Indian comics company

Vimanika Comics is an Indian comics company which creates comics graphic novels based on Hindu mythology. The company also has its presence in United Kingdom as Vimanika Comics UK. The comics are available at all leading book stores in India.

==History==

Vimanika Comics was the first of its kind Indian company to launch a graphic novel in India and United States. Vimanika comic books and graphic novels are based on Indian mythology. Vimanika Comics is a part of Vimanika Edutainment Pvt Ltd, which aims to create stories based on Indian, Asian, and Celtic mythology. The stories created are not confined to text but are also created in animated films, live-action films, games, merchandising, and toys. Vimanika was a sponsor for the Comic Con India held at Delhi in 2015. Vimanika has tied up with apparel firm Kapsons for the sale of Vimanika T-shirts in northern India.

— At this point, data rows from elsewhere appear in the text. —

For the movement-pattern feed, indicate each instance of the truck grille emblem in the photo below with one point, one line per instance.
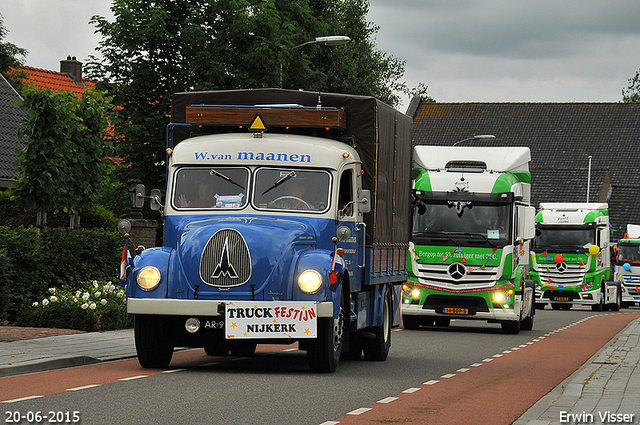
(457, 271)
(225, 260)
(561, 267)
(224, 266)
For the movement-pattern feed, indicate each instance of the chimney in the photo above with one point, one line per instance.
(73, 69)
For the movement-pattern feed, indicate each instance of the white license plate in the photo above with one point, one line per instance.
(270, 319)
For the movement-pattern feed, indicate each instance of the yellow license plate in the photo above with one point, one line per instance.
(451, 310)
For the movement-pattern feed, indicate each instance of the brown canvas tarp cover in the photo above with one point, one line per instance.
(382, 136)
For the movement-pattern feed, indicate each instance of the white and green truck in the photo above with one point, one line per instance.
(572, 261)
(472, 226)
(627, 268)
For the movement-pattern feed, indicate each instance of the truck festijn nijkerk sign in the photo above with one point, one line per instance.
(256, 319)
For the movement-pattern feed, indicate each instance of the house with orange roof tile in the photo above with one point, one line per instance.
(69, 78)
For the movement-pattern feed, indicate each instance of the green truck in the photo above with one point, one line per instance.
(472, 225)
(572, 261)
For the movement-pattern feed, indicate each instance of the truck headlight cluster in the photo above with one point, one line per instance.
(410, 292)
(310, 282)
(502, 297)
(149, 278)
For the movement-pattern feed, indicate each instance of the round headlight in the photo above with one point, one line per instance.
(310, 281)
(148, 278)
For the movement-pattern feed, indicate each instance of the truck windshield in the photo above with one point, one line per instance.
(485, 224)
(563, 239)
(628, 253)
(291, 190)
(211, 187)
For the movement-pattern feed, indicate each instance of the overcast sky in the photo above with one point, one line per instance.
(465, 51)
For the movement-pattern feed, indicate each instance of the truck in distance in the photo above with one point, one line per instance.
(472, 226)
(572, 262)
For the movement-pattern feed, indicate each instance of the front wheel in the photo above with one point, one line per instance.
(153, 343)
(377, 349)
(323, 353)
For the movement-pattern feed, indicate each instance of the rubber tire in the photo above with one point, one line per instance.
(599, 307)
(153, 344)
(377, 349)
(323, 353)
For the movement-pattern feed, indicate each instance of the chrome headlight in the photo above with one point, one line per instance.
(149, 278)
(310, 282)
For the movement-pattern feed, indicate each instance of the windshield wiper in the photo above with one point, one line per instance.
(477, 234)
(213, 172)
(437, 234)
(282, 180)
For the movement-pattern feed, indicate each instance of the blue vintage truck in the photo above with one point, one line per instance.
(286, 219)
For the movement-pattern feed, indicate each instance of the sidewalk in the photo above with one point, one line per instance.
(56, 352)
(608, 382)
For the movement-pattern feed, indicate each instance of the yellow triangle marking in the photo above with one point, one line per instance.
(257, 123)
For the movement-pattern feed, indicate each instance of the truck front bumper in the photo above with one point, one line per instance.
(171, 307)
(492, 314)
(569, 297)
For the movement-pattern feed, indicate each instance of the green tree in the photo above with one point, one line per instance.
(154, 48)
(11, 57)
(632, 93)
(63, 166)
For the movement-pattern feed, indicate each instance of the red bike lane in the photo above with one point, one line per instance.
(498, 390)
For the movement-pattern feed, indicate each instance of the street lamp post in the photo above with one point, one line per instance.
(478, 137)
(330, 40)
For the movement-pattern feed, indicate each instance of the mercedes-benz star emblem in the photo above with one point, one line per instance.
(561, 267)
(457, 271)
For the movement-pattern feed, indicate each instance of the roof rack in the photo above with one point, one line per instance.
(270, 115)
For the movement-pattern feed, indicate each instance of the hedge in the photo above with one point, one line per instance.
(30, 263)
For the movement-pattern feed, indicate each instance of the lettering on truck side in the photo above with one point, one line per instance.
(256, 156)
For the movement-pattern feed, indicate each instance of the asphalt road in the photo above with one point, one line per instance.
(275, 386)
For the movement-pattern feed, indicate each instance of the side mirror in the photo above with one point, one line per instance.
(364, 196)
(526, 222)
(140, 192)
(155, 202)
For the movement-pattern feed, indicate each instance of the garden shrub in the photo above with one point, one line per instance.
(90, 306)
(56, 258)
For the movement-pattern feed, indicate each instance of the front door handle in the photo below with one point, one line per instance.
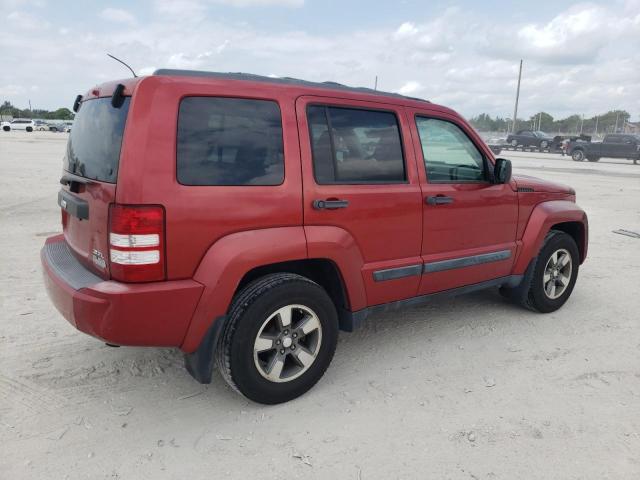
(330, 204)
(439, 200)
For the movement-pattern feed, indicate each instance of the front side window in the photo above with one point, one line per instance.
(355, 146)
(229, 141)
(449, 155)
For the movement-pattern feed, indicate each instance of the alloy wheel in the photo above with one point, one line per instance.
(557, 274)
(287, 343)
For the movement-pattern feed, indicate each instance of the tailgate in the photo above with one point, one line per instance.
(89, 180)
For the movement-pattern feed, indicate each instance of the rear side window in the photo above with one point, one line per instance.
(93, 149)
(229, 141)
(352, 146)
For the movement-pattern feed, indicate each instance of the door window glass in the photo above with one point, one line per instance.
(355, 146)
(449, 155)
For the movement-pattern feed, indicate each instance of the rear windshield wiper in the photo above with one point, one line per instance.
(69, 178)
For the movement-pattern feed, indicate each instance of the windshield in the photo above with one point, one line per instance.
(93, 149)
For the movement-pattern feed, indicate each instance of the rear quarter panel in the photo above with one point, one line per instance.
(198, 216)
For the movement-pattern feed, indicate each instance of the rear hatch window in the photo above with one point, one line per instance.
(93, 150)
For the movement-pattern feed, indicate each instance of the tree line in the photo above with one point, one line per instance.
(612, 121)
(8, 110)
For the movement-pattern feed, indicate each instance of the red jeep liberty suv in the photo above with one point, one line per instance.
(246, 220)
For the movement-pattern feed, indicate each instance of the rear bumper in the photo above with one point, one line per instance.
(143, 314)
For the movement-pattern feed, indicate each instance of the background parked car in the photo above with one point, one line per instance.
(530, 138)
(19, 124)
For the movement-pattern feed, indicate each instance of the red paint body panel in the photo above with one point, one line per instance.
(226, 262)
(482, 218)
(149, 314)
(383, 220)
(216, 234)
(544, 216)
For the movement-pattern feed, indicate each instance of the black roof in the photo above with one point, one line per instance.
(280, 80)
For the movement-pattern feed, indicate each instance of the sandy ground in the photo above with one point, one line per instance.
(470, 388)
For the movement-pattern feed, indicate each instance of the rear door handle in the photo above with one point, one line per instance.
(330, 204)
(439, 200)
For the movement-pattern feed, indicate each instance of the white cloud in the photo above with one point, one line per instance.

As well Vimanika Comics has tied up with Krome stores to cater to the graphic T-shirts in Ludhiana.

==Popular Works==
- Moksha
- I am Kalki
- Dashavatar- Incarnations of Vishnu
- Shiva -The Immortal
- The Sixth- Legend Of Karna
- Durga - Legends

==Awards==
- Vimanika Comics 'Moksha' won the Golden Cursor CNBC TV 18 and animation awards for the Best Comics in 2009.
- The founder Mr.Karan won the ‘Best Young Entrepreneur' award at the Third Indira International Summit.
- The graphic novel I am Kalki was the winner under the category of 'Best Cover' at the inaugural Comic Con India Awards 2012.